ChatGPT is changing industries and reshaping education, but can it be detected? If so, how? The answer is complicated.

ChatGPT has already been proven to plagiarize

In AI, we call this "overfitting"

Overfitting in AI, especially in relation to Large Language Models (LLMs) like ChatGPT, occurs when a model is trained too closely to the specifics of its training data. Think of it like a student who memorizes facts for an exam rather than understanding the concepts; they might do well on that specific test but struggle to apply the knowledge to different questions. Similarly, an overfitted LLM learns the training data's patterns and noise so well that it becomes great at predicting or generating responses for similar data but performs poorly on new, unseen data. This happens because the model has essentially memorized the training data, including its quirks and anomalies, rather than learning the underlying structures and generalizable knowledge.

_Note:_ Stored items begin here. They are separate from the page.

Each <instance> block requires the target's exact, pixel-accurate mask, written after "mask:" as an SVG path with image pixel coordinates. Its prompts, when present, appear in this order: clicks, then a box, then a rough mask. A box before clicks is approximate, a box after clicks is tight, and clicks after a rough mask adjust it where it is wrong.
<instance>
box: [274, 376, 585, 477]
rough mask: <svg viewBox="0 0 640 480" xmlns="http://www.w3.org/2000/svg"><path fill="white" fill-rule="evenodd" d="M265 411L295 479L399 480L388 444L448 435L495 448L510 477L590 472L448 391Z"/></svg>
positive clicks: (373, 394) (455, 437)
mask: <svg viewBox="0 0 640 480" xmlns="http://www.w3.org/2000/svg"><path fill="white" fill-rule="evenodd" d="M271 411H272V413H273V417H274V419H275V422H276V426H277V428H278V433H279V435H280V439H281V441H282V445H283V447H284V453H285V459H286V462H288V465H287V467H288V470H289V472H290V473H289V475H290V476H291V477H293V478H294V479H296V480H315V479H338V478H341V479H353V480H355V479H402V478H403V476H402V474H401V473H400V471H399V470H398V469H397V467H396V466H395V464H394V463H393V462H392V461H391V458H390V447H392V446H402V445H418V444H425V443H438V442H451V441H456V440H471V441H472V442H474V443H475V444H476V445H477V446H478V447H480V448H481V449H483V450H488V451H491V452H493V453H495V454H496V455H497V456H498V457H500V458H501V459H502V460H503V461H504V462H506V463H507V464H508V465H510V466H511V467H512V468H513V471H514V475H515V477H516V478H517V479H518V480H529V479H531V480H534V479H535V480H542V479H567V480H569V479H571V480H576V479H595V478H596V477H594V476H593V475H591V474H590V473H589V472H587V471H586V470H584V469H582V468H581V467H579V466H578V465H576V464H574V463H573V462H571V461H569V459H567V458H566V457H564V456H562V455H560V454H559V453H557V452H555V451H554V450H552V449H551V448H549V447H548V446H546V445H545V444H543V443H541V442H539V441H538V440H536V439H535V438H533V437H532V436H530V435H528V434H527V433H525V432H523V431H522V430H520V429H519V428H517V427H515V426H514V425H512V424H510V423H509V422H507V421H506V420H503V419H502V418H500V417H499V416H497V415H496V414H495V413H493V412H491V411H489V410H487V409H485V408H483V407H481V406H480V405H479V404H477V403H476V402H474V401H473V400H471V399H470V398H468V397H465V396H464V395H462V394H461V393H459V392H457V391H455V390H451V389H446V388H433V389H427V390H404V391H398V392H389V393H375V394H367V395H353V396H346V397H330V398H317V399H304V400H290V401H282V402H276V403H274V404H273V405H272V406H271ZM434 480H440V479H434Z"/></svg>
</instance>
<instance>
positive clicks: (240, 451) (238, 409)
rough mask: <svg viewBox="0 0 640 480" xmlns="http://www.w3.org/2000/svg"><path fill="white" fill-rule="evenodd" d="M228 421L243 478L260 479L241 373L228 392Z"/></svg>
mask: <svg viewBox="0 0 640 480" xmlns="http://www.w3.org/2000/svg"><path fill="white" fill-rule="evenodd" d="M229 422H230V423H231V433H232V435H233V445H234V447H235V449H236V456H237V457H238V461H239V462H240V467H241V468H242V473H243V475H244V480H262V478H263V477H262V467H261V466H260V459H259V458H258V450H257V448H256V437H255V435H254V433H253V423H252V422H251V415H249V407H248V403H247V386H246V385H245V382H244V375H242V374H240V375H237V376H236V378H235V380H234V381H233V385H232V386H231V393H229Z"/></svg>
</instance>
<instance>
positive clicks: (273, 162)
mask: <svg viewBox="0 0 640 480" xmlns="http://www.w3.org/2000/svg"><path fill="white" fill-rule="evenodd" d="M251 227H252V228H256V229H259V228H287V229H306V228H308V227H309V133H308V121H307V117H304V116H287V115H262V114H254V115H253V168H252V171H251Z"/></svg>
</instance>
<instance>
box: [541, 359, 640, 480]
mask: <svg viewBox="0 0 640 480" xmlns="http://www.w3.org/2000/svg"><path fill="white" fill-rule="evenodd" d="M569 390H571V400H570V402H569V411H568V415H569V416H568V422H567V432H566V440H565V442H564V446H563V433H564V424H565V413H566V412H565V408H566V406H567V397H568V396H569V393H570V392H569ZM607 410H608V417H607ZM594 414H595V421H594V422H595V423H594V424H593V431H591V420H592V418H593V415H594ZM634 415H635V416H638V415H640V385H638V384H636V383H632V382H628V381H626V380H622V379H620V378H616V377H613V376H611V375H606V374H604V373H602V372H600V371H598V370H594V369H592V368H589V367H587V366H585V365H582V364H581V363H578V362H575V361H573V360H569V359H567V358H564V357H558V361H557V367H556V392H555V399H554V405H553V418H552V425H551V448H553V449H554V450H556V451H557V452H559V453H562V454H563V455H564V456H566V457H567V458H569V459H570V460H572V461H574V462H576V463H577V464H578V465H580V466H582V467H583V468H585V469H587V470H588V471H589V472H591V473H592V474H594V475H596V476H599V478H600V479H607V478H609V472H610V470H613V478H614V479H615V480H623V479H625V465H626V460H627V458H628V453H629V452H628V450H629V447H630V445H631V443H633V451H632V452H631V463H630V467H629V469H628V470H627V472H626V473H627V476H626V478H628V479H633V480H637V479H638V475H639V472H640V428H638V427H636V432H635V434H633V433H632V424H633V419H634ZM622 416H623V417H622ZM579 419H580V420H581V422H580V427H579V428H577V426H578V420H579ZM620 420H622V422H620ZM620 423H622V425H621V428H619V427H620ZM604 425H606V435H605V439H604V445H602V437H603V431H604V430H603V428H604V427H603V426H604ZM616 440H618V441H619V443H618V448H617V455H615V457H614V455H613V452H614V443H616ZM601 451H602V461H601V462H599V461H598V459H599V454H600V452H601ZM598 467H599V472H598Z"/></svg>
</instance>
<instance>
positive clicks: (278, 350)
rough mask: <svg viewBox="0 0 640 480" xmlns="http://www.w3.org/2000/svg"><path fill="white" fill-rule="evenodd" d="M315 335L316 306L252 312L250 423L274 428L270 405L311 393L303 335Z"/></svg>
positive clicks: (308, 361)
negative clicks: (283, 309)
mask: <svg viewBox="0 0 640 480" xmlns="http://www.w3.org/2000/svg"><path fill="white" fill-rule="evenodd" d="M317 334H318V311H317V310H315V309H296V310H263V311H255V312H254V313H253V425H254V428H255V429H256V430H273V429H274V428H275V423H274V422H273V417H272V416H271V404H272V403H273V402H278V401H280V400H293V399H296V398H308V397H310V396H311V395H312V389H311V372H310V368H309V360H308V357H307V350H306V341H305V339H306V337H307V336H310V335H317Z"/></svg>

ChatGPT has already been demonstrated to have some overfitting tendencies, which is why OpenAI is currently being sued by The Times. In a lawsuit filed in the Federal District Court in Manhattan, The Times demonstrated how GPT-4 could be prompted to regurgitate entire articles near-verbatim, clearly demonstrating that these articles were in its training data without permission. In this case, if you were to write an essay and use the response given by ChatGPT in your essay, you would be plagiarizing an already-existing document on the internet without realizing.

As such, the answer to whether ChatGPT plagiarizes is a difficult one to give. It's not that ChatGPT plagiarizes intentionally, but in some severe cases like these it would cause a student or someone else to be caught out for it. OpenAI is now aware of these tendencies and has taken steps to prevent it from happening, but that doesn't mean that it won't do it again. If you're someone who relies on ChatGPT not plagiarizing, there's nothing that can really guarantee it for you. At some stage it's very likely to lift text directly from somewhere else, as if it can copy entire articles from The New York Times, it can copy anywhere else, too.

For what it's worth, ChatGPT isn't likely to be the only LLM that falls victim to overfitting, it's just the first and most high-profile case. It's very likely that we'll see similar issues crop up with Copilot and Gemini at some point, but until then, if you're really worried, then you're better off using one of those instead.